Implement logistic regression using Scikit-Learn's LogisticRegression on the same dataset.

In [None]:
# Implement using Scikit-Learn
from sklearn.linear_model import LogisticRegression

# Train model
sk_model = LogisticRegression(penalty=None, max_iter=2000)
sk_model.fit(X_train, y_train)

# Predict
y_pred_sk = sk_model.predict(X_test)

### Compare Models with Metrics

Compare models using metrics like accuracy, precision, recall, and F1-score from Scikit-Learn.

In [None]:
# Compare models
from sklearn.metrics import accuracy_score, precision_score, recall_score, f1_score

# For scratch model
y_pred_scratch = predict(X_test, final_weights)
acc_scratch = accuracy_score(y_test, y_pred_scratch)
prec_scratch = precision_score(y_test, y_pred_scratch)
rec_scratch = recall_score(y_test, y_pred_scratch)
f1_scratch = f1_score(y_test, y_pred_scratch)

# For sklearn
acc_sk = accuracy_score(y_test, y_pred_sk)
prec_sk = precision_score(y_test, y_pred_sk)
rec_sk = recall_score(y_test, y_pred_sk)
f1_sk = f1_score(y_test, y_pred_sk)

# Comparison table
comparison_data = {
    'Metric': ['Accuracy', 'Precision', 'Recall', 'F1-Score'],
    'Scratch': [acc_scratch, prec_scratch, rec_scratch, f1_scratch],
    'Scikit-Learn': [acc_sk, prec_sk, rec_sk, f1_sk]
}
comparison_df = pd.DataFrame(comparison_data)
print("--- MODEL COMPARISON ---")
print(comparison_df)

# Visual comparison
comparison_df.set_index('Metric').plot(kind='bar', figsize=(10, 6))
plt.title("Performance Comparison: Scratch vs.
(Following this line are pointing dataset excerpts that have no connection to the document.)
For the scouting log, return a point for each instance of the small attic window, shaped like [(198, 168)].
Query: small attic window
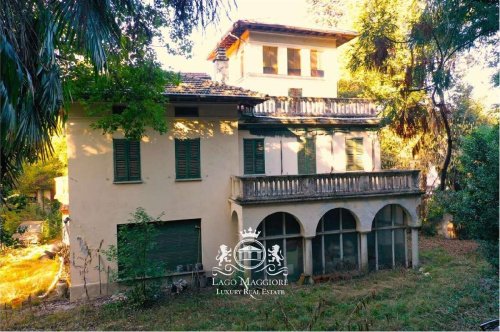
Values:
[(186, 112), (295, 92), (118, 108)]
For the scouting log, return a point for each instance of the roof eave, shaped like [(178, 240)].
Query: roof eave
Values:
[(240, 100)]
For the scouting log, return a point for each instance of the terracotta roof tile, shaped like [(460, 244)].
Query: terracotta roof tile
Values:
[(200, 84)]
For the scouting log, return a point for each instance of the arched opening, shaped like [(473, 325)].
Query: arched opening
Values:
[(336, 244), (283, 229), (388, 242)]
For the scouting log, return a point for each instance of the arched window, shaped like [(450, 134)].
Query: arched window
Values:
[(387, 242), (335, 246), (283, 229)]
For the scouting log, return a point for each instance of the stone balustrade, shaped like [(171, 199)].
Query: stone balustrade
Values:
[(248, 189), (314, 107)]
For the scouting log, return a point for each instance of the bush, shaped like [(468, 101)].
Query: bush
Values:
[(474, 205)]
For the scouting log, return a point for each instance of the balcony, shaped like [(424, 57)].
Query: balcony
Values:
[(260, 189), (315, 107)]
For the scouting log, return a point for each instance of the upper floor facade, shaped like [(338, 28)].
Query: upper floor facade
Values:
[(280, 60)]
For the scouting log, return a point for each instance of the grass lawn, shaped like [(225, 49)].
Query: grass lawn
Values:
[(22, 274), (456, 290)]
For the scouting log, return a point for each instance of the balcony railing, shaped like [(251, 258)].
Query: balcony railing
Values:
[(314, 107), (248, 189)]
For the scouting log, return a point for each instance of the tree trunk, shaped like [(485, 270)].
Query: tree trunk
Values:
[(443, 111)]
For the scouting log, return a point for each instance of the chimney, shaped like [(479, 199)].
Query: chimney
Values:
[(221, 65)]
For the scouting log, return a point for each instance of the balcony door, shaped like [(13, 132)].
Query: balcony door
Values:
[(306, 156)]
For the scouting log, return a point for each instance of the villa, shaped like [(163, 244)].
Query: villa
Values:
[(265, 144)]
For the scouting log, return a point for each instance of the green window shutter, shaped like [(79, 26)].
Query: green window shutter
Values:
[(178, 243), (260, 165), (127, 160), (187, 159), (306, 157), (194, 158), (354, 152), (175, 243), (254, 156), (248, 157), (134, 161)]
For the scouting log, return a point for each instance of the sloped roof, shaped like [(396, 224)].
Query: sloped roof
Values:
[(197, 86), (240, 26)]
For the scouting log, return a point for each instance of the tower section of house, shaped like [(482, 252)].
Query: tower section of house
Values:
[(310, 177), (282, 60), (266, 145)]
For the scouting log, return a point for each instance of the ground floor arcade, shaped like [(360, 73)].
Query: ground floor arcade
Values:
[(320, 238)]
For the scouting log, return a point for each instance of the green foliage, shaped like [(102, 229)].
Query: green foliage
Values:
[(40, 174), (136, 269), (137, 89), (474, 203), (39, 42), (19, 209)]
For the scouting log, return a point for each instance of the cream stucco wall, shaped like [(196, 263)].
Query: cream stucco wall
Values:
[(278, 85), (97, 205), (281, 152)]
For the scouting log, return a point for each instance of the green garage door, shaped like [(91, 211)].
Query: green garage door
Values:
[(177, 243)]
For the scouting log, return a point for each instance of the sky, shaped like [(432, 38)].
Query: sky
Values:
[(296, 12)]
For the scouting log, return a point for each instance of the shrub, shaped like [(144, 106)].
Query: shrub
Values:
[(474, 205)]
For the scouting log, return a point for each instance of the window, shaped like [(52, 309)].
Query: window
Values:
[(177, 244), (270, 57), (253, 156), (283, 229), (295, 92), (187, 159), (307, 156), (293, 61), (387, 241), (354, 152), (186, 112), (316, 64), (335, 246), (127, 160)]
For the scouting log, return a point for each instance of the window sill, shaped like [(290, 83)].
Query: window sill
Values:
[(285, 76), (166, 275), (188, 180), (128, 182)]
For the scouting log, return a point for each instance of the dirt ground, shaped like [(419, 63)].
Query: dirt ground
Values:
[(453, 247)]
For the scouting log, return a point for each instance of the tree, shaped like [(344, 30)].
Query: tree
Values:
[(38, 38), (474, 205), (441, 31), (446, 28)]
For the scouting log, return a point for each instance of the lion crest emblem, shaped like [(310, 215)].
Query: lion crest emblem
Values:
[(224, 254), (275, 254)]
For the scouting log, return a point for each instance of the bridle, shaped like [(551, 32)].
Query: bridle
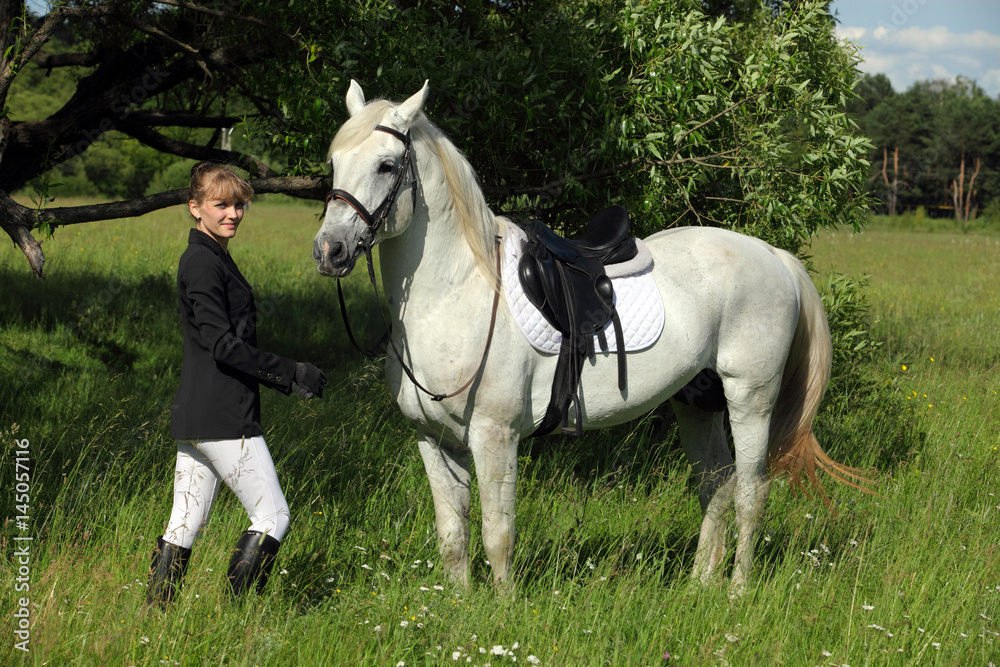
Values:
[(373, 221)]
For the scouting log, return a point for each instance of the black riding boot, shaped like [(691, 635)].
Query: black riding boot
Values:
[(165, 572), (252, 561)]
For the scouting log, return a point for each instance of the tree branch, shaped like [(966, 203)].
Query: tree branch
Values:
[(295, 186), (16, 221), (165, 144), (158, 118)]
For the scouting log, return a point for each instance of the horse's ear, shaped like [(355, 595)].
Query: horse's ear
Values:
[(355, 98), (407, 111)]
Scikit-Learn")
plt.ylabel("Score")
plt.show()

### Discuss Performance Differences

Discuss performance differences, training time, implementation difficulty, and interpretability between scratch and library implementations.

**Discussion:**

- **Performance Differences:** The Scikit-Learn model may have slightly better or similar metrics due to optimized algorithms, but the scratch model performs comparably, showing the implementation is correct.
- **Training Time:** Scratch model took longer to train due to manual iterations, while Scikit-Learn is faster with built-in optimizations.
- **Implementation Difficulty:** Scratch required understanding matrix math, sigmoid, and gradient descent, making it harder but educational. Scikit-Learn abstracts this complexity.
- **Interpretability:** Both are interpretable via weights, but scratch gives more control over the process.